How is it possible for the student to keep two contradictory theories in his head at the same time?This is because by not gaining a deep understanding of the right theory, the student ignores the contradictions that exist with his intuitive theory. the school environment and the teacher asks, searches memory and responds with the right theory, however, when a problem arises in a real situation, he will resort to his intuitive theory, in which he really believes.
To understand this, we can do a little exercise. I want you to take a moment to think about the following question: if we jump too high while climbing a escalator, what step are we going to fall into: the same one we were in, the previous one or the next?

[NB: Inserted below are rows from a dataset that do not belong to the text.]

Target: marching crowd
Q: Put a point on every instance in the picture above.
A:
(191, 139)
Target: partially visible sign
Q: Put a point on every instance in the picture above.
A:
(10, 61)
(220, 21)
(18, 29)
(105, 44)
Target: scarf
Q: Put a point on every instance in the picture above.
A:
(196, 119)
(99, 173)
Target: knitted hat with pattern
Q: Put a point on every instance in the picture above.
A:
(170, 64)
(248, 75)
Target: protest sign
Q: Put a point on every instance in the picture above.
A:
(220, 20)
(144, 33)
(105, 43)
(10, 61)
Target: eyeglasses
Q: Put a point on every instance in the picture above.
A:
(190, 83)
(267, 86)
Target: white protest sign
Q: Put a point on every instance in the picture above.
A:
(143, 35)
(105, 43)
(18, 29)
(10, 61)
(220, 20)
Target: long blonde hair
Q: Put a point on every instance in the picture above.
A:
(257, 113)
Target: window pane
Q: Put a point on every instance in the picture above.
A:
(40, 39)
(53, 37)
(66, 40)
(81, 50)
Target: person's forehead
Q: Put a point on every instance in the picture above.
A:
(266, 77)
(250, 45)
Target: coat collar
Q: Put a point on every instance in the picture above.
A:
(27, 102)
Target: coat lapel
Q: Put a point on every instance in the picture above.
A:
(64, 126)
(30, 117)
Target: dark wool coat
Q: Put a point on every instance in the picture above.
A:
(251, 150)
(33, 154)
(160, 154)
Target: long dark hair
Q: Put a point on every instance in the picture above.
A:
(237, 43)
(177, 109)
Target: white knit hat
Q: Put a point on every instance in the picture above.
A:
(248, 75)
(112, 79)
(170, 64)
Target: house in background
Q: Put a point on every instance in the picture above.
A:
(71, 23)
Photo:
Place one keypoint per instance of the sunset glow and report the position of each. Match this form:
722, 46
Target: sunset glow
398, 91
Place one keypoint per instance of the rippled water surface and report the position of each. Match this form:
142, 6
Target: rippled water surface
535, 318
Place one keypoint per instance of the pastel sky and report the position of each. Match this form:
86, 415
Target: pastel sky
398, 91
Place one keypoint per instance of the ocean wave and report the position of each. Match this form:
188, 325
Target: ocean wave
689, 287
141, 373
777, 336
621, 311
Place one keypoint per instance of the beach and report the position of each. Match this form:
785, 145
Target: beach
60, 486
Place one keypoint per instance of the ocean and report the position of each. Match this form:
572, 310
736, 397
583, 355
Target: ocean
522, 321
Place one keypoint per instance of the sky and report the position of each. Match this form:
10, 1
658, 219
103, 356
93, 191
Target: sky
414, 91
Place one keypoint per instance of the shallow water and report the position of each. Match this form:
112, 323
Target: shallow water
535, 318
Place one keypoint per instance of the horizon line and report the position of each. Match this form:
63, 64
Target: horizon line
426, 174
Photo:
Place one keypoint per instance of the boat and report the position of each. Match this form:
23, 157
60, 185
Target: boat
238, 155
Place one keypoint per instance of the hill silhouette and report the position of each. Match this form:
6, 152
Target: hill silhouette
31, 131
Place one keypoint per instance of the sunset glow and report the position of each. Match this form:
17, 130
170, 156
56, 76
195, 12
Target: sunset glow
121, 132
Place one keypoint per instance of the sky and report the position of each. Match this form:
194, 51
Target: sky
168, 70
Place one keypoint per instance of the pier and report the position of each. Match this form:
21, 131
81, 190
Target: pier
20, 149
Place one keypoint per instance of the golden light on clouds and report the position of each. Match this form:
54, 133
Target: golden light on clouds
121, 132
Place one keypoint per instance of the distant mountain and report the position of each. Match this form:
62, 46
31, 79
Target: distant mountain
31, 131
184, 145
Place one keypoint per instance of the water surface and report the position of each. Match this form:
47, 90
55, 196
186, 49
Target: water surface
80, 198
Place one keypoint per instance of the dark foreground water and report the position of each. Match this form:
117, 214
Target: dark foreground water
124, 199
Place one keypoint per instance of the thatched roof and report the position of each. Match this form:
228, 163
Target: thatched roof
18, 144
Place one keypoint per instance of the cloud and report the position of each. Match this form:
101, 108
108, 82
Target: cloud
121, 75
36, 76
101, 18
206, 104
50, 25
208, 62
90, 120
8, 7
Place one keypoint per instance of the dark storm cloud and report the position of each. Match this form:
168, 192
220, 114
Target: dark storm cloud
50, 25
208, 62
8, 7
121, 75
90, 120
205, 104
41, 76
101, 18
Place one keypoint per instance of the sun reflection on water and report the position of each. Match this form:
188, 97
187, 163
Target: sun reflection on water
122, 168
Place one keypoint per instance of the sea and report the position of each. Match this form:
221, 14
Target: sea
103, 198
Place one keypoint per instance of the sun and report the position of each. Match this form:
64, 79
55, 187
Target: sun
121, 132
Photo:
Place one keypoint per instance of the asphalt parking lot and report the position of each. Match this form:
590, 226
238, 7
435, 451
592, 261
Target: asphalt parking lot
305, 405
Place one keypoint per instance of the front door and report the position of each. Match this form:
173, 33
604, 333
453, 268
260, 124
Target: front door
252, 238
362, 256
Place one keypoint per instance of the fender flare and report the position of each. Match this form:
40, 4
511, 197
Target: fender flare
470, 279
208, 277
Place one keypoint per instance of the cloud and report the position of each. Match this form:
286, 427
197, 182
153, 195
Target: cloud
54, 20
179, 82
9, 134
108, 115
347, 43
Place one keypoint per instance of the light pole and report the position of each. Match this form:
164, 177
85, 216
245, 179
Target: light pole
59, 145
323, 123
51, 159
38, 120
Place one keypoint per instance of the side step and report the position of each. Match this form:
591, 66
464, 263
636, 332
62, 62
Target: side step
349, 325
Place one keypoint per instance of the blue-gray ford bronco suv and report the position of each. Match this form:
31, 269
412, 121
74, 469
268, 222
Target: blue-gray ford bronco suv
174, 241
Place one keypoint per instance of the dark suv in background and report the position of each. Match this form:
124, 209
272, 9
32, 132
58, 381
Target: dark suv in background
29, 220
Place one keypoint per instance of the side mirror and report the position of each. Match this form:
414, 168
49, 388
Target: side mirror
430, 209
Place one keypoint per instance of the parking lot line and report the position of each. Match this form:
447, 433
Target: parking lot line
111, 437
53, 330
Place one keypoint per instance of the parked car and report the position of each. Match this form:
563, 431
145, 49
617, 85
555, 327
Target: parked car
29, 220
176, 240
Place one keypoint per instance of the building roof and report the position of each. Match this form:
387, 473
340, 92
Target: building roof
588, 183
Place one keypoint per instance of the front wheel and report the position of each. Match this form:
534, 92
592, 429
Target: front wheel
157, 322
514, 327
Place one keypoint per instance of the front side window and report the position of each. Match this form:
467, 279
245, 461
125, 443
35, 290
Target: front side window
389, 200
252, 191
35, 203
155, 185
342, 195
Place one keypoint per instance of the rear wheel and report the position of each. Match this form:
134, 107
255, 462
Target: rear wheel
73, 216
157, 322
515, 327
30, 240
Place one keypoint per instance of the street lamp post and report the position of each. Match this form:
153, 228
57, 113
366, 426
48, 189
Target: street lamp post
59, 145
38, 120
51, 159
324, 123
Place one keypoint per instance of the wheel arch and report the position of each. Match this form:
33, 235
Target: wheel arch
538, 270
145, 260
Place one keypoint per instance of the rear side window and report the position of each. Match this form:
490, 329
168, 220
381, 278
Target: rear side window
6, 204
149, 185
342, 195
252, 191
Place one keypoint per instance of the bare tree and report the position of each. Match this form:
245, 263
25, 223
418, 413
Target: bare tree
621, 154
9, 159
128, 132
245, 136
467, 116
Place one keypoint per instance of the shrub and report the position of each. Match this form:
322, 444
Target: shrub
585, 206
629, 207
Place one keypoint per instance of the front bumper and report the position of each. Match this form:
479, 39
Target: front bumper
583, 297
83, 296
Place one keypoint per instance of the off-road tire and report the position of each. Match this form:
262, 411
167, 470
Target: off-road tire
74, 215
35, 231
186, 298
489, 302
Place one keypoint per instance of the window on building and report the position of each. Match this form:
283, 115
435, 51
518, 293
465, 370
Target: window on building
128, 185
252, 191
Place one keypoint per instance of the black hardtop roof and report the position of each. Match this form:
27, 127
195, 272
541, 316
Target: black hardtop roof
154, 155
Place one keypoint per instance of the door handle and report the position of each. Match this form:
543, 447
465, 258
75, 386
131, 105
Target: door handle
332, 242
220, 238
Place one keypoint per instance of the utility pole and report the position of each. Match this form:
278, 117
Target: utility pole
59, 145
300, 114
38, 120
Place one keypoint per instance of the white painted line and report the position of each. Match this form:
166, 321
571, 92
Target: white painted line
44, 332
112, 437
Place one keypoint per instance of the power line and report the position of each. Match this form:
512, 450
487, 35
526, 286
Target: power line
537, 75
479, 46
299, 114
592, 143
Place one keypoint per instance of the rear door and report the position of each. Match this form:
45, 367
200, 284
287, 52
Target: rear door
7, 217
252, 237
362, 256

The intuition tells us that when we jumped, we would stay in the air as long as the ladder continued upwards, so we would fall on the next step, but that is not true. Newton’s law of inertia says that every moving body remains in motion while the resulting force is zero, so would we fall on the same step, as we would keep the movement?speed on the corresponding axis?the ladder during the jump.
If you answered the question correctly, congratulations! If you’re wrong, don’t worry. Problems of this type were presented to newly graduated physics students in a survey conducted by psychologist J. Clement, and 88% of them gave the wrong answer, here’s evidence of how students, while able to perfectly solve complex physics exercises using perfectly the theories they learned during the course, when faced with a question outside the academic framework, use their intuitive theories.
The solution to the predominance of theories that correctly explain reality is to achieve a deep understanding of the facts that distort intuitive theories for the same phenomenon, unfortunately the current educational system is not able to provide legitimate learning of knowledge because it ignores the student as an active agent of his own learning.
To achieve a deep understanding and deny the wrong theories, the class must be a place of debate, where students can expose their theories and, with the help of the teacher, adapt to bring them closer to the correct theory of facts.
The question we need to answer is: how do we turn the classroom into a space for debate?